I’m currently reading Charles Siegel’s series of posts on Algebraic Geometry from the beginning and I highly recommend. It’s some of the clearest, loveliest writing ever, and it’s got me really interested in the topic.

## Advice for calculus studentsNovember 3, 2010

Posted by Sarah in Uncategorized.
Tags: ,

I am now a TA holding office hours for some calculus classes, and I actually enjoy it a lot. I’m generally impressed with the students. General advice that ought to hold if you’re taking an intro calc class:

1. Don’t freak out because a problem is taking a long time and seems unfairly hard. You’ll say “There must be some mistake!” No, there isn’t. This isn’t high school; you’re being taught by professors, who don’t always know how to gauge the right difficulty level. They do tend to underestimate how long it takes to finish your homework. Also, calculus is actually harder than high school math. If you have to go through a lot of computations and false steps — don’t worry! That’s what math is actually like!

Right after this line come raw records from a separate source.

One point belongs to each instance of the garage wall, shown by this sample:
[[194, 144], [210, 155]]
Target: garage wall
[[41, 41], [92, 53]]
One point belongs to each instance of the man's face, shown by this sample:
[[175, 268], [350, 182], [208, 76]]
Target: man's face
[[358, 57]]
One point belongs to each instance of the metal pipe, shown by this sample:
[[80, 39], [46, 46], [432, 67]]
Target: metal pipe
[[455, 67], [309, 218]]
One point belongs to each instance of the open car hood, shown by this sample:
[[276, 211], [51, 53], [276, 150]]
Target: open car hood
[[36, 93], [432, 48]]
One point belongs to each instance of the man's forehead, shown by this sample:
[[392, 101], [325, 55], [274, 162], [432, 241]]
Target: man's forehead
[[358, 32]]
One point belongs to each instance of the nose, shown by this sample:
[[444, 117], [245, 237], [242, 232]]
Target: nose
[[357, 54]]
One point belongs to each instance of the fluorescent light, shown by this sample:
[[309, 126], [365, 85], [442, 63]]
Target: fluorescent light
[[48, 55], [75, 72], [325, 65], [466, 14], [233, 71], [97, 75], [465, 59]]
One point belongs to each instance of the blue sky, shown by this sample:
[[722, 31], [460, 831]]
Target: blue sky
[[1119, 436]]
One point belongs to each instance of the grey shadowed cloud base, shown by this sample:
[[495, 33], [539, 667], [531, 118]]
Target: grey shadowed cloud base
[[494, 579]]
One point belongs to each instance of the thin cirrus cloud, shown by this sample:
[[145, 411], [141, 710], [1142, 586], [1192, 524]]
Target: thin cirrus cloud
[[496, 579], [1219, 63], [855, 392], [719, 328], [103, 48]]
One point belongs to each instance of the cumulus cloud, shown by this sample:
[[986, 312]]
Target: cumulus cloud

2. I do not have magical TA superpowers of Mathematica. Most of the time, if you ask me for help, I’m going to look at the example on your worksheet and look in the help documentation. You could do that too! The xkcd Tech Support Cheat Sheet is relevant here.

3. L’Hopital’s rule is your friend. Seriously. So is big-O notation. These will save your bacon.

4. 90% of mistakes in multivariable calc result from not drawing pictures. Draw a picture. You are never too cool to draw a picture.

## Caratheodory KernelNovember 3, 2010

Posted by Sarah in Uncategorized.
Tags: ,

Last fall I had the opportunity to go to the Cryo-EM mini-symposium at the Columbia Medical Center, which was an interesting experience — a mix of biologists, computer scientists, and mathematicians. One comment from a biologist stuck with me: sometimes, given that equipment has only finite precision, microscopic images can lead to confusion as to the number of connected components. If we’re thinking about a molecule, it’s quite important to know whether we’re looking at a protrusion or a separate component. With imprecise equipment, there’s a chance of getting it wrong. But how do you know when?

The question bugged me for a while. Connected components seem like a “topological” property, but it seems that you ought to be able to talk about this more directly, without appealing to homology.

Posing this question more specifically, suppose you have a connected domain E. To make life simple, let’s suppose it’s in the plane. And suppose we approximate it at different levels of “coarseness” — perhaps we overlay a grid of squares of side length r, and let E_r be the domain that contains a square precisely when the intersection between E and the square has area at least 1/2 r^2. For some sets E, there is some scale E_r that becomes disconnected; for example, if E is dumbbell-shaped, eventually at some scale it will “split” into two components. How do you know when it’s going to do this?

I asked a professor about this, and it turns out it’s a classical question, and the relevant notion is something called the Caratheodory Kernel, developed in 1912.

Let B_n be a sequence of simply-connected domains of the z-plane containing a fixed point z_0. If there exists a disc $|z-z_0| < r,$ belonging to all $B_n$, then the kernel of the sequence $B_n$ with respect to $z_0$ is the largest domain B containing z_0 and such that for each compact set E belonging to B there is an N such that E belongs to all B_n, for n larger than N.

A largest domain is one which contains any other domain having the same property. If there is no such a disc, then by the kernel of the sequence B_n, one means the point z_0 (in this case one says that the sequence B_n has a degenerate kernel). A sequence of domains B_n, converges to a kernel B if any subsequence of B_n has B as its kernel.